This story is part of Policing: A “Chicago Tonight” special on the anniversary of the assassination of George Floyd.
Kimberly Marshall still remembers a call she answered almost 30 years ago. A boy was thrown out of the building window because he was not stealing candy.
“I don’t think I’ve ever gotten over it,” Marshall said. “That has stayed with me, and that does provoke these dark thoughts.”
Marshall was a Chicago police officer for 20 years, and the emotional escape from work was a challenge, he said.

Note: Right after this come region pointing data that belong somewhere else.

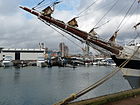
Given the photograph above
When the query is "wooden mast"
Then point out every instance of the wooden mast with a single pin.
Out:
(75, 31)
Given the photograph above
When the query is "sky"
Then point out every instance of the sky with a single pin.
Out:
(19, 29)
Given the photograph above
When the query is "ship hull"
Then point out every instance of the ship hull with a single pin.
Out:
(132, 64)
(133, 77)
(131, 71)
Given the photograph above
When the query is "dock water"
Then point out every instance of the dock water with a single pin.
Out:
(129, 97)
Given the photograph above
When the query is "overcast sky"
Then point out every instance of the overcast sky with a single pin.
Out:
(19, 29)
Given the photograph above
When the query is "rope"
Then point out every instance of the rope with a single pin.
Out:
(101, 81)
(62, 34)
(106, 13)
(126, 15)
(38, 4)
(87, 8)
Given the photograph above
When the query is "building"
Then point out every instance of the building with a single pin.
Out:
(64, 50)
(21, 54)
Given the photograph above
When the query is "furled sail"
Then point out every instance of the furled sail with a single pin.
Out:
(74, 31)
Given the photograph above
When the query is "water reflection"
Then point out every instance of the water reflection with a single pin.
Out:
(45, 86)
(17, 75)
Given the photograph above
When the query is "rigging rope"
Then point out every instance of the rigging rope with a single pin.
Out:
(126, 15)
(106, 13)
(62, 34)
(99, 82)
(38, 4)
(87, 8)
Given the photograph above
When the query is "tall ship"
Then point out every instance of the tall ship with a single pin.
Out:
(119, 53)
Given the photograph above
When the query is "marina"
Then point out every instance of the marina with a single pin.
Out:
(45, 86)
(100, 65)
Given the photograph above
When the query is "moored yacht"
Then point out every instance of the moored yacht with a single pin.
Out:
(41, 62)
(7, 62)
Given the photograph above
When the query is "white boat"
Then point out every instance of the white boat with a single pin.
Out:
(118, 53)
(7, 62)
(41, 62)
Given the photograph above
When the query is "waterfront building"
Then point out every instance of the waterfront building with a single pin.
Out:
(64, 50)
(21, 54)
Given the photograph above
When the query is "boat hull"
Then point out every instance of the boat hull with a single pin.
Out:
(133, 77)
(132, 64)
(131, 71)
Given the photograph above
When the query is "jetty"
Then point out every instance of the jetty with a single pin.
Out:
(129, 97)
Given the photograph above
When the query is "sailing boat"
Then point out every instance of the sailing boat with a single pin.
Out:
(118, 53)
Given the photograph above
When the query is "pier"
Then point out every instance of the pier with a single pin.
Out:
(129, 97)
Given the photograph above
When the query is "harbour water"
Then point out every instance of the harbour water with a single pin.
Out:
(46, 86)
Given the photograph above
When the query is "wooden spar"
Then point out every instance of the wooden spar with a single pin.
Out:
(75, 31)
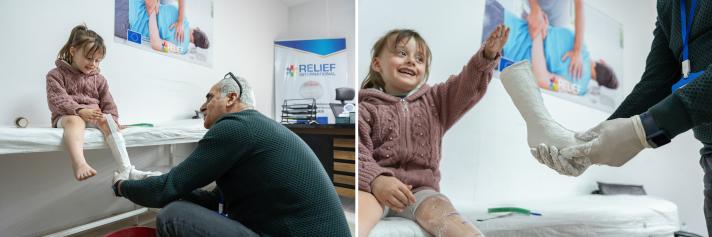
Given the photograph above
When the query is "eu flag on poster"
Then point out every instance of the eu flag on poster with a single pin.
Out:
(504, 63)
(133, 36)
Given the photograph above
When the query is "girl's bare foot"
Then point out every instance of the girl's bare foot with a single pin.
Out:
(83, 171)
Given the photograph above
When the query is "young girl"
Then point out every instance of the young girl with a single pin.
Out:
(401, 124)
(79, 97)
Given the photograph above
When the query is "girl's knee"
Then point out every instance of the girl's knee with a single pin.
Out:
(72, 120)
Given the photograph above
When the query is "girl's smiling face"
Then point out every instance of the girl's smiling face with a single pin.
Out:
(86, 62)
(403, 67)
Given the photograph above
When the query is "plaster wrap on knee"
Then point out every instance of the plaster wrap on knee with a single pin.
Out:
(446, 223)
(520, 84)
(117, 144)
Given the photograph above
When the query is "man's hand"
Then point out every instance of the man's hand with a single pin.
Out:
(392, 192)
(612, 142)
(90, 115)
(495, 41)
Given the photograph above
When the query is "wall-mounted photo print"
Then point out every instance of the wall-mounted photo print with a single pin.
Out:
(575, 50)
(177, 29)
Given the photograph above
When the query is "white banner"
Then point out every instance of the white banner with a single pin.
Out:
(305, 70)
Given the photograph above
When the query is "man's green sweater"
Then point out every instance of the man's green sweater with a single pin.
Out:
(690, 106)
(270, 180)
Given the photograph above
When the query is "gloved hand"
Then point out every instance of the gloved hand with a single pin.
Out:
(612, 142)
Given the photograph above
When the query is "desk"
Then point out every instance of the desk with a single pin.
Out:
(334, 144)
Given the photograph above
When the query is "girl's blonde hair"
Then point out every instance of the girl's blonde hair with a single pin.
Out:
(393, 38)
(82, 37)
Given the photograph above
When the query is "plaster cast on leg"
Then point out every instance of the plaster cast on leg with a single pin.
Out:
(438, 216)
(543, 133)
(117, 145)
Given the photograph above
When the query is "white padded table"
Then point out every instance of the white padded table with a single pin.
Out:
(589, 215)
(29, 140)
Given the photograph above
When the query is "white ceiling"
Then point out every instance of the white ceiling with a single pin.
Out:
(290, 3)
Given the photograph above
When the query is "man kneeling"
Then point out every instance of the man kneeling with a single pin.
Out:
(269, 182)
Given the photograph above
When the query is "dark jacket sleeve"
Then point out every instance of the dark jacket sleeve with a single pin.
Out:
(215, 155)
(686, 108)
(661, 69)
(205, 198)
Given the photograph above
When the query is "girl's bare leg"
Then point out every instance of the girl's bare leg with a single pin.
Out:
(369, 213)
(74, 142)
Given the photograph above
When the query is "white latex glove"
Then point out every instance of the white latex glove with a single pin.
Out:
(550, 157)
(612, 142)
(123, 175)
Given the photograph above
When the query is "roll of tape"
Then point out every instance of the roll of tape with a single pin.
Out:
(22, 122)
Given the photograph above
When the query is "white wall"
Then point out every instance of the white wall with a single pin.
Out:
(147, 87)
(326, 19)
(487, 149)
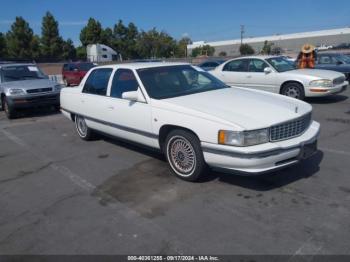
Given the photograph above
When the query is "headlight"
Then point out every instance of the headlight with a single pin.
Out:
(57, 87)
(244, 138)
(321, 83)
(16, 91)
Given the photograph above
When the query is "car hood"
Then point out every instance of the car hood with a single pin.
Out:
(248, 109)
(29, 84)
(319, 73)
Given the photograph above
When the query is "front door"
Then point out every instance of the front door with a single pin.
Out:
(131, 120)
(234, 73)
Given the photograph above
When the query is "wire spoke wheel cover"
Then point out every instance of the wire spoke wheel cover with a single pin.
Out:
(293, 91)
(81, 126)
(181, 155)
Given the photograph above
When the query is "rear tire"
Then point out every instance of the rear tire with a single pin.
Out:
(65, 82)
(294, 90)
(84, 132)
(9, 111)
(185, 156)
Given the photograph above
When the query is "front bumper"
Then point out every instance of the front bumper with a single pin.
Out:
(264, 157)
(325, 91)
(21, 102)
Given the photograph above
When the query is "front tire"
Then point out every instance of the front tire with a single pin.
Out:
(65, 82)
(9, 111)
(294, 90)
(84, 132)
(185, 155)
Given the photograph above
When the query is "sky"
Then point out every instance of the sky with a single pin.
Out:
(201, 20)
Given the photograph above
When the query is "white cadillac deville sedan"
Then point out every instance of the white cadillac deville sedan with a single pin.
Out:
(278, 75)
(192, 117)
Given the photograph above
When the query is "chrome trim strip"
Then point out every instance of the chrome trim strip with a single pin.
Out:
(124, 128)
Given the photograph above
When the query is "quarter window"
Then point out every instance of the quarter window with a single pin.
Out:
(237, 66)
(324, 60)
(97, 82)
(123, 81)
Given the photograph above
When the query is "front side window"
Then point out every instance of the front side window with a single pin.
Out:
(324, 59)
(174, 81)
(22, 72)
(257, 65)
(237, 66)
(123, 81)
(281, 64)
(85, 66)
(97, 82)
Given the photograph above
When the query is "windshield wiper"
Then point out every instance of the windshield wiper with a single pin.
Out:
(29, 76)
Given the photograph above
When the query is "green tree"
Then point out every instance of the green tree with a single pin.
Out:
(20, 40)
(266, 48)
(205, 50)
(131, 40)
(125, 40)
(81, 52)
(246, 49)
(154, 44)
(181, 47)
(51, 42)
(91, 33)
(35, 45)
(107, 37)
(3, 50)
(68, 50)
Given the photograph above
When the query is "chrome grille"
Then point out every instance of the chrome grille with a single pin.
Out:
(39, 90)
(339, 80)
(290, 129)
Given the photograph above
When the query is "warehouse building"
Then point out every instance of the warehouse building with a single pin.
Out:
(289, 43)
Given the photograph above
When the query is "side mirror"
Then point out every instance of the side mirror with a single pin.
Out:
(134, 96)
(267, 70)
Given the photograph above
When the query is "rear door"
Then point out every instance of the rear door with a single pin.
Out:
(234, 73)
(325, 62)
(93, 100)
(258, 79)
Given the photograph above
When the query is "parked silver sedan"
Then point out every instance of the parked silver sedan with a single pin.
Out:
(25, 86)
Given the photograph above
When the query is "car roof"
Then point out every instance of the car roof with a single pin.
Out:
(17, 64)
(77, 63)
(257, 57)
(142, 65)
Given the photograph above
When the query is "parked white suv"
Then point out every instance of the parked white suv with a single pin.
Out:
(192, 117)
(278, 75)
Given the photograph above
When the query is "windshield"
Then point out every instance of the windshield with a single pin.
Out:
(281, 64)
(343, 58)
(85, 66)
(23, 72)
(173, 81)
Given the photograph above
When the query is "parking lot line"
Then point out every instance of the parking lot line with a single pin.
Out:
(334, 151)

“The kids you see here are the ones you have left the most,” Marshall said. “Everyone says you, you can’t describe the horror and the nightmares and the feeling of not being as useful as you can know it’s out of your hands.”
Marshall said police are one of the most stressful jobs right now.
“The way this country feels about the police, it would be a wreck every time I went to knock on someone’s door because they don’t want you,” Marshall said. “They are very upset. They are very angry. African Americans and the police have had a long and arduous relationship. “
Mental health professionals say the well-being of officers, which is already a concern for the nature of work, has declined over the past year amid the pandemic, civil unrest and growing mistrust of the police.
Some clinicians working with police officers claim that while there is still a stigma about seeking treatment, the full amount of cases suggests a desire for mental health resources and the need for more.
Carrie Steiner was a Chicago police officer for 13 years. After leaving the department, Steiner opened the First Well Responders Wellness Center.
“Are there a lot of officers who are really questioning now, staying in this field or, you know, trying to think about when I can quit smoking? Or when it’s the first time I can retire,” Steiner said. since I do as much as in the last year “.
Her organization serves first aid and her families across the state. He said some agents are hesitant to ask for help.
“I think culturally, too, when you’re an official, you don’t want other people to think you’re weak or that you can’t manage the job or that you can’t introduce yourself or handle a scene,” Steiner said.
So far this year, at least 57 current and retired officers in the United States have died by suicide, according to Blue HELP, a nonprofit organization that tracks police suicides in the country. In 2020, 172 died by suicide. In 2019, this figure reached 238.
Two Chicago police officers committed suicide in March. According to a 2017 report from the Justice Department that resulted in the police consent decree, the CPD suicide rate was 60% higher than the national average among law enforcement.
Robert Sobo warns that officers’ suicides are difficult to track, but says the rate is still too high. Sobo is the director of CPD’s advisory division, Employee Assistance Program.
“Suicide is still a big problem, and in the United States alone, suicide is up about 28% nationally,” Sobo said. “But suicide awareness and suicide prevention are the complete programs to deal with stress, depression, and trauma, before an officer gets to the point of being suicidal.”
EAP provides mental health services to current and former officers and their families. The program has 13 clinicians, six drug and alcohol counselors and about 200 peer-to-peer support members.
Sobo says the CPD program is the most robust in the country.
“Given that 13 of us, and all of the PCTs in general, have a huge load of cases, if we had more, we would only be serving more people because the demand for services is there,” he said. Sobo.
After the recent suicides in the department, CPD brought in Alexa James as a senior welfare advisor. James is the CEO of the National Alliance on Mental Health Chicago.
“Our answer is this: if we only focus on suicides, we are missing tens of thousands of people who work here every day and are in pain, they are tired and they don’t feel seen or heard,” James said.
He works with Sobo to build a culture of well-being in the department, from correcting a trauma to preventing it.
“What do we do to eliminate triggers, challenges, and really examine policies that indirectly or directly harm officers,” James said.
This includes training, briefings on trauma, and considering how working conditions affect the well-being of officers, such as canceled vacation days and mandatory overtime officers who faced last summer.
After retiring from police, Marshall went to school to become a mental health professional. While in power, he said he saw the mental health needs of officers and a need in the communities he served.
Marshall encourages officers and other people treating mental illness to seek help.
“Everything is treatable,” Marshall said. “This is my favorite line. Everything is negotiable. “
Learn more about this story
Chicago police officers and their families can reach the PAE by calling 312-743-0378. For the rest, the national suicide prevention line is 1-800-273-8255.
Note: This story will be updated with video.